Spacing also affects keyboard users. When interactive elements sit too close together visually, the focus indicator may overlap between two elements, creating confusion about which item is currently selected. Adequate spacing ensures clear visual separation and improves usability for all visitors.
Testing Your CTAs for Accessibility Compliance
Manual testing reveals issues that automated tools miss. Tab through your website using only a keyboard. Increase your browser's text size to 200% and confirm all CTAs remain visible and functional. Enable a screen reader such as NVDA on Windows or VoiceOver on Mac and navigate to your primary CTA to hear what is announced. Use your site on a mobile device in bright outdoor lighting to test whether colour contrast remains sufficient in challenging conditions.
Automated tools such as WAVE, Axe, or Lighthouse provide technical audits that identify code-level issues. Run these tools on your key pages, particularly your homepage, service pages, and contact page. The reports flag missing alt text, insufficient contrast, keyboard traps, and missing ARIA labels. These tools are not comprehensive because they cannot evaluate subjective factors like whether your CTA text is genuinely descriptive, but they catch common technical failures quickly.
Professional accessibility audits involve specialists who use assistive technology daily and can identify barriers that automated tools and manual testing by non-disabled users overlook. If your firm handles government work, pursues large corporate clients, or wants to ensure full compliance with accessibility standards, a professional audit provides detailed remediation guidance. Many firms integrate accessibility into their website management for solicitors to maintain compliance as content and design evolve.
Accessible CTAs are not about ticking compliance boxes but about removing barriers between your services and the people who need them. When you make it easier for every visitor to contact you, book a consultation, or download a resource, you increase conversions while demonstrating the professionalism and attention to detail that potential clients expect from their legal representative.

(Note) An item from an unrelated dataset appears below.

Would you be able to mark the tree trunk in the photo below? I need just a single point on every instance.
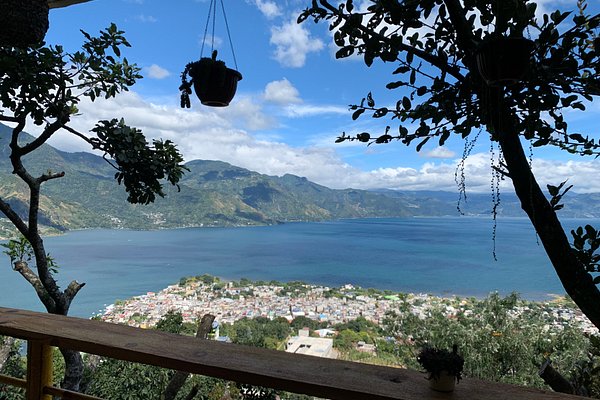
(577, 282)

Call one of our team or book an appointment at a time that works for you to discuss how accessible design can improve your legal website's performance.
Frequently Asked Questions
What makes a call-to-action button accessible?
An accessible CTA has sufficient colour contrast (at least 4.5:1 ratio), works with keyboard navigation, uses proper HTML button or link tags, and includes descriptive text that screen readers can announce. The button should also be at least 44 by 44 pixels for easy tapping on mobile devices.
Why should law firms care about CTA accessibility?
Approximately 18% of Australians have some form of disability that may affect how they use websites. Inaccessible CTAs prevent these potential clients from contacting you, resulting in lost enquiries and revenue. Accessible design also improves usability for all visitors, increasing overall conversion rates.
How do I test if my website's CTAs are accessible?
Navigate your website using only the Tab key to test keyboard access. Use a contrast checker tool to verify colour ratios meet the 4.5:1 minimum. Enable a screen reader like NVDA or VoiceOver to hear what is announced. Automated tools like WAVE or Lighthouse can identify technical issues in your code.
What is wrong with using 'Click Here' as CTA text?
Generic text like 'Click Here' provides no context when a screen reader user navigates by buttons or hears elements announced out of order. Descriptive text such as 'Book Your Free Consultation' immediately tells all users what action the button performs and where it leads.